Music

Album Review: Neil Young and Bluenote Café – Bluenote Café

Since Bob Dylan’s ‘Bootleg Series’ popularised the format, any artist sufficient in stature and back catalogue is now almost obligated to author an archival series of rarities and live tracks. Young’s variant, the appropriately monikered Neil Young Archives Performance Series, has been kicking around since 2006 and so far amassed eight live albums, leaping around his discography to present remarkable gigs from a myriad of periods. Bluenote Café is among the most interesting.

Few artists besides Dylan have had the longevity or taken as many creative left turns as Neil Young. From pastoral folk to the ‘Godfather of Grunge’ via blistering thirty-minute psychedelic jams, Young has had the following he’s garnered principally for always being true to himself at that given moment, as opposed to any greater urge for quality control.

Notoriously during the 1980s, he changed labels (from Reprise to Geffen) and released a string of unexpected and perplexing experiments, of which the 1982 vocoder and synth excursion Trans is probably his most famous. Bluenote Café’s recordings, however, are taken from the This Note’s For You tour – one of his now lesser-remembered albums, though at the time a return to both form and Reprise, with the unexpected addition of a horn section.

“It’s a brassier sound than typical Young, as he and the band entire saunter and swing across 21 bluesy, breezy and smouldering tracks”

The songs on Bluenote Café, Young’s fourth release in two years, also prominently feature horns, giving the album a distinct flavour some of his other live records lack. Also significant and immediately noticeable on scanning the track list is the almost blanket omission of recognisable tunes; both hits and fan favourites are ignored in favour of those best served by this particular sonic palette. It means that, going in, Bluenote Café is something of a daunting experience (at 146 minutes it’s a long haul even by Neil Young standards) but one which rewards the time and patience.

What makes this release stand against Young’s many other live albums is absolutely the backing band (also titled Bluenote Café). Between the ten people on stage most of the time, just two are wielding guitars, the rest keys, drums and the aforementioned horns. It’s a brassier sound than typical Young, as he and the band entire saunter and swing across 21 bluesy, breezy and smouldering tracks that represent both a welcome change for us, and what was a breather for Young.

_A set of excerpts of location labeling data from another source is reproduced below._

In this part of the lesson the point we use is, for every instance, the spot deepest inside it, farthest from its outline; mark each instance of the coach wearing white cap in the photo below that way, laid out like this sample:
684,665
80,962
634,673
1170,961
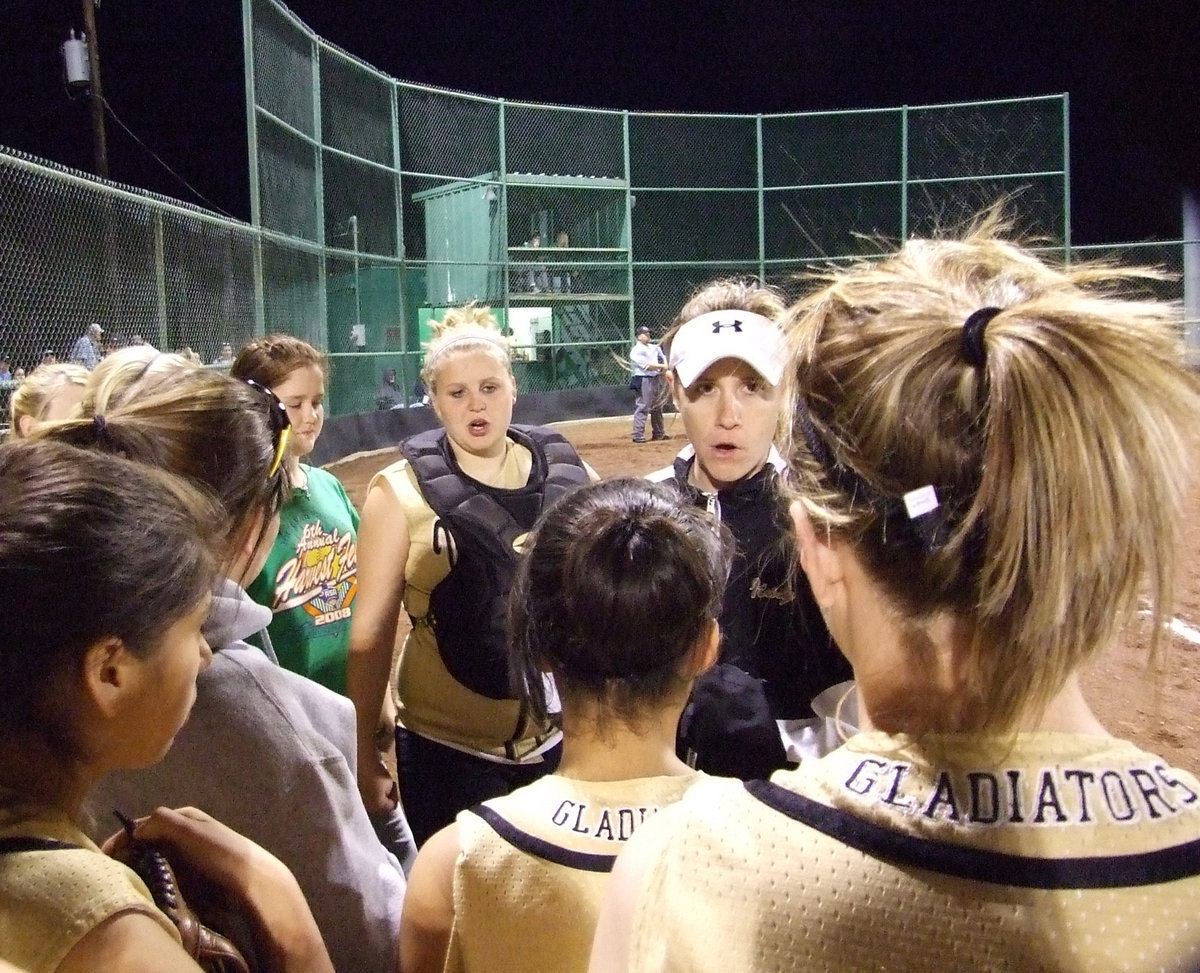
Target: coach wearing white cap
753,713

Squealing guitar and classic Rock ’n’ Roll-R’n’B vintage riffs, coupled with moody jazz lines, marks the experience as decidedly vintage in approach, but the clarity of the recording is decidedly current. This is not particularly surprising, considering how crotchety Young can get over sound quality – his Pono player is marketed towards audiophiles (though the allegedly superior difference in audio quality has been found to be barely discernible in studies). The importance of this here is that it hardly sounds like a live album, joining perhaps only The Name of this Band is Talking Heads in the lonely but revered ranks of crystal clear, substantial, worthwhile and underheard vintage documents. It’s not a curio, it’s kinda essential.

“It serves as a vital addition to the expansive Neil Young canon, while remaining set to be one of the most significant archive reissues of any artist this year”

It’s hard to locate standout tracks, and that’s an excellent complaint. Despite the languid pace of a number of tunes, Bluenote Café as a whole never drags, and in fact the most memorable and vital tracks are the album’s longest. The thirteen-minute ‘Ordinary People’ – which was finally released on 2007’s Chrome Dreams II nineteen years after its recording here – is grandiose and elegiac; a track that continued Young’s tradition of impassioned epics starting with ‘Cortez the Killer’ and ‘Like a Hurricane’, and continuing through ‘Crime in the City’ (also included in this set) and ‘Natural Beauty’.

The other track of great significance is album-closer ‘Tonight’s the Night’. Here it acts as a sort of song-breakdown, dissecting one of the most famous products of the “Ditch Trilogy” into a ceaselessly chugging rhythm, voice and trademark guitar squeals. It ebbs and flows for twenty minutes, building to bombastic trombone/trumpet blasts and vertiginous guitar histrionics, before simmering back to choral chants of the eponymous lyric and mournful harmonica, then rising for just one more blast, just one more blast, just one more, until the final triumphant two minute hurrah.

Though you’ll probably rarely have the free time to listen to Bluenote Café straight through, it nevertheless works as a cohesive unit as much as clusters of songs. It may well be the best Archive Performance entry yet, and that’s including the homestead troubadour melancholia of Massey Hall 1971 and the Crazy-Horse-on-a-good-day soloing of Fillmore 1970. It serves as a vital addition to the expansive Neil Young canon, while remaining set to be one of the most significant archive reissues of any artist this year.